After realizing my mistake, I decided to read the book anyway. The title was intriguing, and I wanted to prove a point to myself. I have a bias against celebrities (read, actors and musicians) who decide to write novels. This is why: some people think that because they can take a pencil and scribble out a coherent phrase it means they can write a novel. Writing takes more than the ability to string words together. There is a certain craft to it. A writer has to consider character development, pacing, stakes, audience, poetry of language, etc., etc. I'm annoyed by people who think what I do is easy.

The biggest reason I'm annoyed by celebrity writers is because while I and other no-name writers have to beg and plead and bend over backwards for years to get our books published, people who already have a name can get anything published, because the publishers already know they can sell those books. A little bitter of me, yes, but I don't like thinking of all those people who are good writers who nonetheless aren't getting published.

Anyway, I know I have a bias, so I decided to give Colfer the benefit of the doubt and read the book. It could be good. I was wrong. From the first twenty pages, I could see the pacing was off. The story didn't truly begin until page 60, and even then I wasn't sure why I should care. Throughout the book, I never engaged with the characters enough to feel urgency in their quest. There were also logical problems, like the heroes having a knife (and using it), and soon after getting caught in a net and NOT thinking to use the knife to cut themselves free. On top of that, there were sentences like "Her lips wrinkled and looked me up and down." Her lips did WHAT now?

Now I feel like a bad person. I'm sorry. There were good points in the book. The story had some very imaginative elements, and I saw some word play that was pretty good. The good parts, however, drowned in the mediocre storytelling and straight-up painful to read moments.

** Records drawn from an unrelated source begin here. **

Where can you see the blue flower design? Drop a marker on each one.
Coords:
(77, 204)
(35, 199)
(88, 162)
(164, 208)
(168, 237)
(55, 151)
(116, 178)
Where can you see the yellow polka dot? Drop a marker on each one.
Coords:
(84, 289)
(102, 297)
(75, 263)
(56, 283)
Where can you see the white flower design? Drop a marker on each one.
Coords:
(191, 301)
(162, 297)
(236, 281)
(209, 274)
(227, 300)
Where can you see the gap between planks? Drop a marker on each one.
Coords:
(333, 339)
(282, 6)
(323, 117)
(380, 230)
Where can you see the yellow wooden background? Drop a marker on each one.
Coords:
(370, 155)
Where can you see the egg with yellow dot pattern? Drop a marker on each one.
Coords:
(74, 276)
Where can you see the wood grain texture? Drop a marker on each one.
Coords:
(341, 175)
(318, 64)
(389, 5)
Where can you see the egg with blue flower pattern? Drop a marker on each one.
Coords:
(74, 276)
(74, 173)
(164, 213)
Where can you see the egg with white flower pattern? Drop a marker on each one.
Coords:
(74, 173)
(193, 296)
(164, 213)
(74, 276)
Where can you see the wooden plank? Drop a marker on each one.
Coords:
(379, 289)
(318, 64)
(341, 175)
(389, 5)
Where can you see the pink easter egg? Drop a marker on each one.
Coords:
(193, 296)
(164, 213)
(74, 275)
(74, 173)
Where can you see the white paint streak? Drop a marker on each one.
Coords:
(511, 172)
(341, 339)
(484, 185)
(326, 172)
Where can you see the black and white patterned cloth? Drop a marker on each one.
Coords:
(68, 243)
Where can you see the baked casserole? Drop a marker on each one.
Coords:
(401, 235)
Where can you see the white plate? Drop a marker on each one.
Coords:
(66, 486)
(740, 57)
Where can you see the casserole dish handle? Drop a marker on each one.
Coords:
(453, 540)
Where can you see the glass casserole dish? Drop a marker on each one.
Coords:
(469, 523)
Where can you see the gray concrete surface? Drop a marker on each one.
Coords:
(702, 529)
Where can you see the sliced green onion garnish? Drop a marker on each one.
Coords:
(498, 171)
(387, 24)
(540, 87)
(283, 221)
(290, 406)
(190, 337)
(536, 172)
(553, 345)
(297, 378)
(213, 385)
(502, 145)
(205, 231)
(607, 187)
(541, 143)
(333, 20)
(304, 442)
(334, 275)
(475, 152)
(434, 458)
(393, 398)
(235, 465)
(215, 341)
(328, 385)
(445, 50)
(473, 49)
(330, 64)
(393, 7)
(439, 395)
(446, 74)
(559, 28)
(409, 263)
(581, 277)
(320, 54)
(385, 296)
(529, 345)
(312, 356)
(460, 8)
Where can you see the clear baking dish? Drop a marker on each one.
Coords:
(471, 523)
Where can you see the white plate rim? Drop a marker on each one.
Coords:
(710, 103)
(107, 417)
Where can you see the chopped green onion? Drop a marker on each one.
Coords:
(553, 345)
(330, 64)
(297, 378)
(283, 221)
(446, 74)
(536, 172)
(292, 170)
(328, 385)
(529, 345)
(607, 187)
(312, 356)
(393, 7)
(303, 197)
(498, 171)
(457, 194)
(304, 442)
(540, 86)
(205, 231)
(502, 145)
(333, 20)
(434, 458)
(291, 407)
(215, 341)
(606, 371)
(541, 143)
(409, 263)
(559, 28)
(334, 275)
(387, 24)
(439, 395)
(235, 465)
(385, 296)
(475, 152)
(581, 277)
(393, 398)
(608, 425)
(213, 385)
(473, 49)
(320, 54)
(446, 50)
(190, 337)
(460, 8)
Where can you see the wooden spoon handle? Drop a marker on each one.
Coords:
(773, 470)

I'm not bashing the author here, although it sounds like I am. Every writer produces a load of junk before writing his or her first good novel. I have a novel I wrote in high school that no one will ever see. Ever. It's cliche and didactic and poorly written and everything I've learned to move away from. But we all write one of these. Well, most of us do. I won't speak for the literary giants among us. I call it my "apprenticeship novel", and while, at the time, I wanted it published because it was awesome (HAH!), I'm very, very grateful that it wasn't.

Which brings me to my main point. I'm not here to insult the author of this book. I'm here to insult his editor. This book should never have been published as it was. It needed a lot of work. Not taking the time to improve this book just because the name would sell any old garbage was a disservice to the writer. I can tell you, I'm not going to be reading any of Colfer's future publications.

I was blessed to work with an excellent editor who told me everything that was wrong with my novel, and while it hurt to hear, he was right. The story is much better now for his help. I've come to see the collaboration between author and editor as a team effort; both are trying to produce the best possible work. Publishers and editors also should work as gatekeepers, preventing bad books from hitting the market either by rejecting them or by helping the writers improve them.

So, I'm angry over this book, but not so much at the writer. I remember the thrill of completing my first novel. It's hard not to print out a zillion copies and send them to everyone you know, plus a hundred publishers. It's the publisher I'm mad at, because even celebrities should want to produce work they can be proud of, and careful editing helps with that. If Colfer rejected his editor's help, well, that's another thing, though I think the book should still not have been published.

And yes, the bias against celebrity writers is still very much intact, more's the pity.